Thursday, 11 October 2012

Losing It

I hate it when it happens.  Luckily, it hasn't happened for a while.  But tonight, I lost it. 

I lost my temper.  

My anger had been building up all day.  But there was no good reason for it.


By bedtime, I was tense.  My nerves were frayed, and my non-listening, talking back, whining, make-a-big-deal-out-of-every-little-thing children were getting on every last one of them.

(Hind sight being 20/20 and all, I can appreciate now that they were feeling the same way.  It's a long day for kids too.  I should have just put them to bed.)
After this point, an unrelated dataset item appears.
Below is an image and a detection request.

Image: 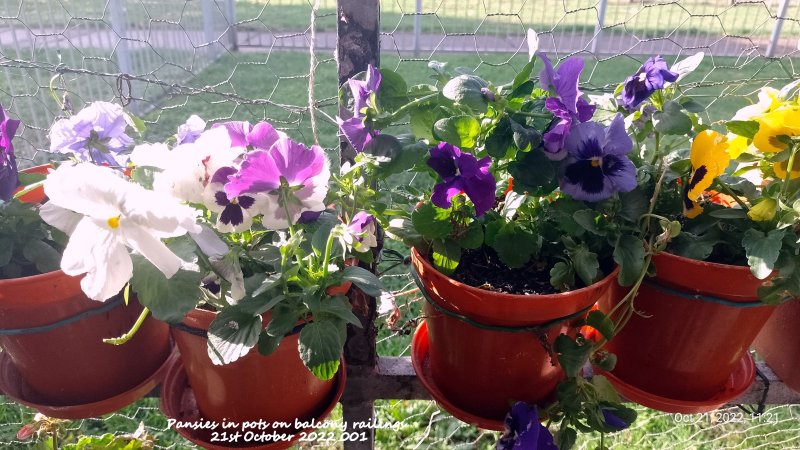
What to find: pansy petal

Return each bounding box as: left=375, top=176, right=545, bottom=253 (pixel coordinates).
left=119, top=219, right=182, bottom=278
Right before turning out the lights for bedtime, (If only I could have held out a few minutes longer...) the unfortunate target for my outburst was my oldest daughter. But of course, all girls were scared by my yelling.
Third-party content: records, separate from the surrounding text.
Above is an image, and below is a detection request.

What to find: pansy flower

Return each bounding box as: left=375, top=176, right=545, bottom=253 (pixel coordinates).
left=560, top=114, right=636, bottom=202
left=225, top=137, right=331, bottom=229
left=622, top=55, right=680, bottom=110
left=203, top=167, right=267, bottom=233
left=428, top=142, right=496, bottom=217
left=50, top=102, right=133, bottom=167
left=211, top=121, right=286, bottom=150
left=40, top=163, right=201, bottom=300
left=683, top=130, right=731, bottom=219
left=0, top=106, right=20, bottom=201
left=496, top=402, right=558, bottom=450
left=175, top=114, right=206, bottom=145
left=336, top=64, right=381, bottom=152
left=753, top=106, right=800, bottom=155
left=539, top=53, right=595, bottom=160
Quickly stepping back from my tirade, I snuggled with all the girls, and apologized for losing my temper.  I tried to explain that it was okay for me to feel angry, but even if I was tired and grumpy, I shouldn't have yelled.  That the way I behaved was wrong and not acceptable.  That even though I was angry and that I yelled, I love them more than anything in the world.


Here's how they reacted:

2.5 y.o. Daughter -  "When you're naughty, you have to go in cave with Spider-Man.  Then you can come out".  Big hug and kiss.

6 y.o. Daughter on hearing what youngest said - Laughed.  "Just try to be nicer next time".  Lots of big hugs and kisses.

4 y.o. Daughter - Fell asleep.

Assuming that we all lose our tempers from time to time, how do you talk about it with your kids?